An Epidemic of Malparenting
Don't have children if you do not have time to instruct them in moral and intellectual excellence
The United States has an epidemic far worse than COVID.
It is an epidemic of malparenting.
It is a self-evident truth that parents are saddled with a duty to emancipate their children from enslavement to their congenital hormonal passions and gratifications. The bright lamp of experience shows the way forward: daily instruction in moral and intellectual excellence.
This duty cannot be subcontracted out to babysitters, teachers, clergy, rabbis, imams, or otherwise. The parents are responsible because they chose to have children knowing that at birth they are slaves to their hormonal needs: nourishment, sleep, shelter, and TLC.
We are all born 100 percent hormonal. To the extent we are taught to subordinate our hormonal instincts to the higher rewards of wisdom, benevolence, learning, and justice, to that extent we have become free humans unfettered by hormonal chains.
The Thirteenth Amendment prohibits slavery. Parents are guilty of violating the Amendment to the extent they default on their duty of imparting moral and intellectual excellence to their children.
Parents do not own their children like chattels. Children do not choose their parents. Parents choose to have children. Their duties are thus a one-way street. Children owe no duties to parents. But if they are properly instructed in moral and intellectual excellence reinforced by parental example, children will exhibit every benevolent instinct of the human heart in loving and exalting their parents.
Archeology is not required for parents to discharge their child-rearing duties. The knowledge has been lying around for millennia in plain view.
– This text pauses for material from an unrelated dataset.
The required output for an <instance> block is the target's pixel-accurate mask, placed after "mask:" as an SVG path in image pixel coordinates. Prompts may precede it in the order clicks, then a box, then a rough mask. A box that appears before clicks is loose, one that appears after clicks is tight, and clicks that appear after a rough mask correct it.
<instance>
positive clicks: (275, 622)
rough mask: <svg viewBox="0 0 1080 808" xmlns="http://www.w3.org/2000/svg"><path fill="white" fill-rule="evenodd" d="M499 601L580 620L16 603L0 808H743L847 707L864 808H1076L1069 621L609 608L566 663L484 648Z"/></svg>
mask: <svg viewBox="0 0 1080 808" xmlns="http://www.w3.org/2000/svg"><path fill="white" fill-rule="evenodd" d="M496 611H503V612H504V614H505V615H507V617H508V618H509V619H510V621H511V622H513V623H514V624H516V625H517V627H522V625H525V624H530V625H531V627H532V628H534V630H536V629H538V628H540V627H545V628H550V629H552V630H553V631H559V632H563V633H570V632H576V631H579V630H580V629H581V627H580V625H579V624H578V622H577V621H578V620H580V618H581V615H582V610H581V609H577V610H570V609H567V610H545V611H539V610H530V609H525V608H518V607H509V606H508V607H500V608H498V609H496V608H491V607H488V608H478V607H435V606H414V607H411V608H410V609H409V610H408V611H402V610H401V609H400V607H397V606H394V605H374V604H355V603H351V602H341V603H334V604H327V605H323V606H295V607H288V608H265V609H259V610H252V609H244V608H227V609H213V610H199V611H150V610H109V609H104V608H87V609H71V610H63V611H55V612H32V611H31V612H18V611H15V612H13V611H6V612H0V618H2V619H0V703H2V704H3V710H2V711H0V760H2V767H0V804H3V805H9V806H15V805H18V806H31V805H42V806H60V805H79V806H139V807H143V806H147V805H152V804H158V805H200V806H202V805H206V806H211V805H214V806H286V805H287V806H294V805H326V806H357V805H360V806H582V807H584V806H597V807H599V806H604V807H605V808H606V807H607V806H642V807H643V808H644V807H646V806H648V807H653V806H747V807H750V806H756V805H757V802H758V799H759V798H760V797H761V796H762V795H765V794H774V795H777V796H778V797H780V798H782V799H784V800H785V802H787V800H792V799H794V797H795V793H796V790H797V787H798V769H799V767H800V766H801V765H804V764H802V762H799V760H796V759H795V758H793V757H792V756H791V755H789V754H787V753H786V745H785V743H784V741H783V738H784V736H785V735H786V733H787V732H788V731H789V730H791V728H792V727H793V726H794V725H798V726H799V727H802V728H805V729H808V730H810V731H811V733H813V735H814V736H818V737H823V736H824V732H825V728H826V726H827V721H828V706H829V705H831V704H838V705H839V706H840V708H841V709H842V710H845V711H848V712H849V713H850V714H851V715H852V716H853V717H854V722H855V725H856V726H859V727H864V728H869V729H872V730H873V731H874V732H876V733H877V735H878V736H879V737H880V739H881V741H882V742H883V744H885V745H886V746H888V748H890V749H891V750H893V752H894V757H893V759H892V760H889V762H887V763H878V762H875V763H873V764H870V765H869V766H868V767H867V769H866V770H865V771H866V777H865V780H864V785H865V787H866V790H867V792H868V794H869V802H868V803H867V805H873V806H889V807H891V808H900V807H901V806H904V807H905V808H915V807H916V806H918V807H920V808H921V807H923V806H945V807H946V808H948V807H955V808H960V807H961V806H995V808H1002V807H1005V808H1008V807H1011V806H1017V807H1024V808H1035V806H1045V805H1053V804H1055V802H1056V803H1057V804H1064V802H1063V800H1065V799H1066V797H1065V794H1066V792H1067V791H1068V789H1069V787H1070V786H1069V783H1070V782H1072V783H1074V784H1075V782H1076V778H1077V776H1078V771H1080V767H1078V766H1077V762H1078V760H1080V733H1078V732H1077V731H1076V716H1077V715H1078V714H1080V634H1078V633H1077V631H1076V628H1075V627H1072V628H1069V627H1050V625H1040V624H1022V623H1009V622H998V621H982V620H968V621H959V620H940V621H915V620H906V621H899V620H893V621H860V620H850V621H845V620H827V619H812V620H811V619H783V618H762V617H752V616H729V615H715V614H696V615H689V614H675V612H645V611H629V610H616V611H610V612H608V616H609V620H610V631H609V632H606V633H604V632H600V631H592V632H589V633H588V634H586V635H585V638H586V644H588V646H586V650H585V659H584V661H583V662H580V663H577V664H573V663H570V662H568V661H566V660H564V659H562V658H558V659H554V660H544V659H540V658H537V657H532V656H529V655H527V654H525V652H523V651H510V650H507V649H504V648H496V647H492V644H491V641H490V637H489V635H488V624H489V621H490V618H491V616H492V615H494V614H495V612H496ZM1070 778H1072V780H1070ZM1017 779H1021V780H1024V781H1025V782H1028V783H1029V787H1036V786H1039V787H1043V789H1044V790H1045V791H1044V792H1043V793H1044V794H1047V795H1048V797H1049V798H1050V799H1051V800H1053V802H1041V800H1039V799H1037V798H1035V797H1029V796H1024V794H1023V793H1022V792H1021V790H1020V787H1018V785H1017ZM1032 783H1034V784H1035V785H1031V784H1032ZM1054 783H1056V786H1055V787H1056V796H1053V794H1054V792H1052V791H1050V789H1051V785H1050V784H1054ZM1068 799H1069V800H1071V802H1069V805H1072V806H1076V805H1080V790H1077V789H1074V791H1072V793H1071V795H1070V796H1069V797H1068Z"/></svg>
Read to your children every day for at least one hour and discuss the readings as long as necessary. The stories should brim with moral wisdom or questions, like Aesop’s Fables, Greek Mythology, Uncle Tom’s Cabin, or Huckleberry Finn. Let us pause on the latter.
Huck is tasked to return slave Jim to his owner Miss Watson. Huck has been instructed to believe that if he emancipates Jim he will be consigned to hell according to the Bible which sermonizes: “Slaves obey your earthly masters with respect and fear.” Ephesians 6: 5. Huck then reflects on the command of justice—the summum bonum of the planet. He decides to risk life and limb to secure Jim’s freedom, and exclaims figuratively to his erstwhile preachers, “All right, then, I’ll go to hell.”
Other questions that should feature in parental discussions with children: Would you take the hemlock like Socrates to defend intellectual freedom and the quest for moral truths? Would you have substituted yourself like Sydney Carton for Charles Darnay at the guillotine in A Tale of Two Cities? Would you have sacrificed a daughter like King Agamemnon to appease the gods to go to war? Would you have stolen a loaf of bread like Jean Valjean for himself, his sister, and seven children in Les Miserables?
Parents must also spend at least on hour daily teaching their children how to write—the most intellectually demanding of all disciplines. As Sir Francis Bacon taught, “Reading maketh a full man; conference a ready man; and writing an exact man.”
Parents should instruct that brevity is the soul of wit; that economy of expression is the earmark of a master; that persuasive writing employs words that evoke images and verbs that carry action forward like race horses rather than plough horses. The statement, “Nothing dries faster than a politician’s tear,” speakers volumes. Nothing is more memorable than Shakespeare’s Macbeth, “Life’s but a walking shadow, a poor player, that struts and frets his hour upon the stage, and then is heard no more. It is a tale told by an idiot, full of sound and fury, signifying nothing.”
Make your children rewrite sentences 20 times, experimenting with different verbs, adjectives, metaphors, and similes. Remember Michelangelo, “If people know how hard I had to work to gain my mastery, it would not seem so wonderful at all.”
Parenting is the hardest job in the world by orders of magnitude. But the greater the challenge, the more glorious the fulfillment.
Better not to have children then to give birth to a slave with little or no hope of emancipation.
What a superbly written parenting advice! Emancipating children by teaching them morals and virtues. Probably add critical thinking to that as well. My hat is off for Bruce Fein!